Kathy Shaidle on the decline of Toronto’s “Village”, once the second largest gay neighbourhood in North America:
I wasn’t exactly “the only straight in the Village” but sometimes it felt that way. Back then, the stretch of Church Street from Bloor as far as Gerrard was replete with rainbow flags, gay-owned/friendly establishments, and their sometimes disturbingly clone-y patrons. Alongside bars like Sailor and the Barn Stables, gift shops dealt in pink triangle lapel pins and Joan Crawford-themed birthday cards. Zelda’s, with its drag-queen-trailer-park-themed décor, was a beloved brunch destination.

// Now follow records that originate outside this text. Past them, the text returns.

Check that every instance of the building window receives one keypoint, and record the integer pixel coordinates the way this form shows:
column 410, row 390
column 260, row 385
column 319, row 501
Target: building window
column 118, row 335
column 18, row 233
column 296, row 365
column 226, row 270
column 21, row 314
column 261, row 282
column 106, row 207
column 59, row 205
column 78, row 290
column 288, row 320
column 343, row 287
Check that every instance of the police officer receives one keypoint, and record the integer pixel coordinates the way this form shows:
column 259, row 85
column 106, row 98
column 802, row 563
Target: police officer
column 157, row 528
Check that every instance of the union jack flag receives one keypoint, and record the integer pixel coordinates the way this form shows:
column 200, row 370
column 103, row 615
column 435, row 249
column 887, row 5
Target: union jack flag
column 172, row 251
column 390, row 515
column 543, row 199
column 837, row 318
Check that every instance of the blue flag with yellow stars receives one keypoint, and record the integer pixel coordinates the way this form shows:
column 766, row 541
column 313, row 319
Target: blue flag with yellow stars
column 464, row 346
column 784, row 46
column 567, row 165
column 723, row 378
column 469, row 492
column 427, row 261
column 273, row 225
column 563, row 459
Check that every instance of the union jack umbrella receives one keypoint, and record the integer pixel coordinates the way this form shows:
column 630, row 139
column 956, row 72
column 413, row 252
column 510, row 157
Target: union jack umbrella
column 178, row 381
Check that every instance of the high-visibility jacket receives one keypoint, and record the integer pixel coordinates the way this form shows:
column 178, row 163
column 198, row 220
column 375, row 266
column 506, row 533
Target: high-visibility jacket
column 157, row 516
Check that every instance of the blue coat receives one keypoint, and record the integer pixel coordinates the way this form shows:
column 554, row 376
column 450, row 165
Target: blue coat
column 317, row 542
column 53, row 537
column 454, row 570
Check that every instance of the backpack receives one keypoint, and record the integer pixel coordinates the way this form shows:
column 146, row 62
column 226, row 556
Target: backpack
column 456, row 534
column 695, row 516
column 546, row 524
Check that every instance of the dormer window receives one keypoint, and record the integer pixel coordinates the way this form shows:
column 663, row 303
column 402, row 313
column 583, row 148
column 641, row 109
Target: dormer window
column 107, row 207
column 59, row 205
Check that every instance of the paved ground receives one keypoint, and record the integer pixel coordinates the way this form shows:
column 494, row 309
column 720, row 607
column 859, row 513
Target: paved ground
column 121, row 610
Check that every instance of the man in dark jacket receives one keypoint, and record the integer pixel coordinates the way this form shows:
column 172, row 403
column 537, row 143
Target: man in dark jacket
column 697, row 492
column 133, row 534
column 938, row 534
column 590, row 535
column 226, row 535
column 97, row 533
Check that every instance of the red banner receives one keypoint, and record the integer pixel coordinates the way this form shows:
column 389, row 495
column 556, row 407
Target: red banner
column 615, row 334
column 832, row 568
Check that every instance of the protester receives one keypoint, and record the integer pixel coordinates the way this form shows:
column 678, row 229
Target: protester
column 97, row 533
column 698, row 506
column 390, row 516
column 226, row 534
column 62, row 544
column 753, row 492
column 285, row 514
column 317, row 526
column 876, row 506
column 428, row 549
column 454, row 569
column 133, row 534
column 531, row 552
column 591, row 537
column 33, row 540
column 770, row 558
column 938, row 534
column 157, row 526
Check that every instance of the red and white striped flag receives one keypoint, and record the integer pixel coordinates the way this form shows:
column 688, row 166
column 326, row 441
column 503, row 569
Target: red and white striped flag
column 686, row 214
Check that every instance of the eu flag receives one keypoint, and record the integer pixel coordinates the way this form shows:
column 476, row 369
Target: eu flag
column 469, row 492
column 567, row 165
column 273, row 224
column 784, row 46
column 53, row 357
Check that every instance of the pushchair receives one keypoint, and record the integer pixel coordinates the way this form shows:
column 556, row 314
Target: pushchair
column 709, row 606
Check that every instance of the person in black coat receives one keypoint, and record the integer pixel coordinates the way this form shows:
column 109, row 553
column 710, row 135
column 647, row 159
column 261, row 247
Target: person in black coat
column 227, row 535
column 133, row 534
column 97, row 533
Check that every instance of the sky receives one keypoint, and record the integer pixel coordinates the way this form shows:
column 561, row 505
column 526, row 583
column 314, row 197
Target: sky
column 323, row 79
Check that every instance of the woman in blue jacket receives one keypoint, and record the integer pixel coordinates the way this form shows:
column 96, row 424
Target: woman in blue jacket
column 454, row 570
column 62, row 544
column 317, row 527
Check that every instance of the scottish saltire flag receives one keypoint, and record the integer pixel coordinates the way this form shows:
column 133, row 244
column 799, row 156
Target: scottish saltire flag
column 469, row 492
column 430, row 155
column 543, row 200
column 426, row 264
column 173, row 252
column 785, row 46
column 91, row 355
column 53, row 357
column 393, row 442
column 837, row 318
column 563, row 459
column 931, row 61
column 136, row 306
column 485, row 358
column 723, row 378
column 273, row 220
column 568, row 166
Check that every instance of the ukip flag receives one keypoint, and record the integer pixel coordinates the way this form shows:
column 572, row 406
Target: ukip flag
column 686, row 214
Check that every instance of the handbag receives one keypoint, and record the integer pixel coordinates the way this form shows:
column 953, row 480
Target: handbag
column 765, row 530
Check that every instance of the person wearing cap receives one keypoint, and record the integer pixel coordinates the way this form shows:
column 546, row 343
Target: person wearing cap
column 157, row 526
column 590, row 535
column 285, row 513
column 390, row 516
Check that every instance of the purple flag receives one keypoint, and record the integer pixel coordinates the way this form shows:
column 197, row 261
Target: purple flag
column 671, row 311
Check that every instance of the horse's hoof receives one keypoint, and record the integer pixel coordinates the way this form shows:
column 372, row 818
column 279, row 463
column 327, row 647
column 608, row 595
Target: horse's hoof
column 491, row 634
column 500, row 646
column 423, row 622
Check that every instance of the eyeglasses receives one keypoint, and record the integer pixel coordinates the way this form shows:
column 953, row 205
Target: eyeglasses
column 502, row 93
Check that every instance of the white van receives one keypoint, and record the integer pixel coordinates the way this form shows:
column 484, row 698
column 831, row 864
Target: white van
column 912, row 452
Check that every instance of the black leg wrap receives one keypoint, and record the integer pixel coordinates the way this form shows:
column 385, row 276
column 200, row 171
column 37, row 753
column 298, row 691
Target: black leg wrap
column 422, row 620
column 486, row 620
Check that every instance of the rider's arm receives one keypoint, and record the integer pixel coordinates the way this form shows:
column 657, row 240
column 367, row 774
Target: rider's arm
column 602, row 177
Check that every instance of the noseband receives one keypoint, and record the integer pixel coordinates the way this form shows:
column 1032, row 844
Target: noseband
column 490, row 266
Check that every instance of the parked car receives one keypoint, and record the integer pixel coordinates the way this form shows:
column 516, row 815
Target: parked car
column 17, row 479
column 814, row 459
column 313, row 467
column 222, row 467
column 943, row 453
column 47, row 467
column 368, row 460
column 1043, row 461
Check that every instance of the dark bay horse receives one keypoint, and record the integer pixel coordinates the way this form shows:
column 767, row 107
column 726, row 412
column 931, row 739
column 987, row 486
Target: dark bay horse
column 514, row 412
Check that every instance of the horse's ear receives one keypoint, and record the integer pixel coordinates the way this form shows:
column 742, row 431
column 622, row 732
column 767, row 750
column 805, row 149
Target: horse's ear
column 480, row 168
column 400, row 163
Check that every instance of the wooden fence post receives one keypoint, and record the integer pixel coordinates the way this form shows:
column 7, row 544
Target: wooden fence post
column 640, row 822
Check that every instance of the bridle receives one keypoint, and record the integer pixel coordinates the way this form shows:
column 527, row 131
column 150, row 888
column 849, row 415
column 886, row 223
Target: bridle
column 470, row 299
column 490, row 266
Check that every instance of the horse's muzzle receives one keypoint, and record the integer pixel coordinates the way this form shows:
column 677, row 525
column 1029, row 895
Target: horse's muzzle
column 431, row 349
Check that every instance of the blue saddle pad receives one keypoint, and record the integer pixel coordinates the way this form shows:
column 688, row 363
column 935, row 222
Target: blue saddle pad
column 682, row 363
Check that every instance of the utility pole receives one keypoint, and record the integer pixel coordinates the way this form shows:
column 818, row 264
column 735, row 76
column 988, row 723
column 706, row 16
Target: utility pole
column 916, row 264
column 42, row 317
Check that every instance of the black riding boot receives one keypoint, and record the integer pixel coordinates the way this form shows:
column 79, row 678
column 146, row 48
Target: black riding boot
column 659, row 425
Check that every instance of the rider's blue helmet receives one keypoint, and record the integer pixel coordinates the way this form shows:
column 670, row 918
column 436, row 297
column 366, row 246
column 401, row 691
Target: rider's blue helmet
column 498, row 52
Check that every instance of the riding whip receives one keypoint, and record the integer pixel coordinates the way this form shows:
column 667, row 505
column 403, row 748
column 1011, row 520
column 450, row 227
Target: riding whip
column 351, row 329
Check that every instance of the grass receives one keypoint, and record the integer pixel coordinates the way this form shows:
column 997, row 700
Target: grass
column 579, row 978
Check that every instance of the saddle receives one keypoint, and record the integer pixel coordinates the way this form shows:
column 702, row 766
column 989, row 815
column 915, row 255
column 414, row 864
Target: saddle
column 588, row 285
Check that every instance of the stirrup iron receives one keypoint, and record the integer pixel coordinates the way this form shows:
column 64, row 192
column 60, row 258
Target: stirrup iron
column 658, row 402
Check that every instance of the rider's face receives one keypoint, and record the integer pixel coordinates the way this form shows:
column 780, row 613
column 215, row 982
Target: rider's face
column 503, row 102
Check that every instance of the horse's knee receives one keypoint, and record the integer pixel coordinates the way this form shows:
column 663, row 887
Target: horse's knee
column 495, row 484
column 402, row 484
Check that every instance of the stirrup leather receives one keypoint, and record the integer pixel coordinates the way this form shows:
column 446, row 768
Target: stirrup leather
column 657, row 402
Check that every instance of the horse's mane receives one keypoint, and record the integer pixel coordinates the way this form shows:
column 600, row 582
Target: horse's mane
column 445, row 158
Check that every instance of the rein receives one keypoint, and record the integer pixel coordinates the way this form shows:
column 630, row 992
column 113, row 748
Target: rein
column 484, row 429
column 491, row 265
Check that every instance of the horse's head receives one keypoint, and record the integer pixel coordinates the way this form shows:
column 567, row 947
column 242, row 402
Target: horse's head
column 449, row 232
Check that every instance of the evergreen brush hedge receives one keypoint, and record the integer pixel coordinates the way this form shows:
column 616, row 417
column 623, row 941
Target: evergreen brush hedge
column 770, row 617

On residential offshoots like Charles and Maitland, homes and gardens were lovingly, even competitively, tended. For Pride (which grew in length from a single summer day to a whole month during my tenancy) and “gay Christmas” (Halloween), festive decorations were hung early and often. “Any excuse for a party” was a phrase you heard almost as frequently as “It’s five o’clock somewhere.” Even the rare misanthropic gesture screamed “gay,” like the fellow who strung colored lights on his balcony to spell out “FUCK XMAS.”
Then, slowly, over the course of a decade, “pop and pop” neighborhood anchors like the Priape sex shop gave way to tacky “breeder” franchises, like fake British pubs and pizza joints. Perversely, the Second Cup demolished its famous “steps,” which had long served as the Ghetto’s 24/7 public square.
The Village took on the grim, grimy atmosphere of an off-season amusement park.
If you’re thinking “AIDS,” think again. I would have predicted the same cause once upon a time, as the 1990s saw more and more skeletal figures shuffling along the sidewalks, until they became names inscribed on the memorial in the same notorious park where the living still stubbornly cruised for sex and drugs.
But gay and straight observers alike agree: it wasn’t low T-cells but low interest rates that emptied out the Ghetto. Lifelong renters — like me — could suddenly afford homes of their own, but not in Boystown, where even a dilapidated house listed in the high six figures. Gays started colonizing (and, predictably, beautifying) new neighborhoods where buyers could get more house for their money: Cabbagetown, Leslieville, and even the once unthinkable Parkdale (now nicknamed Queer Street West).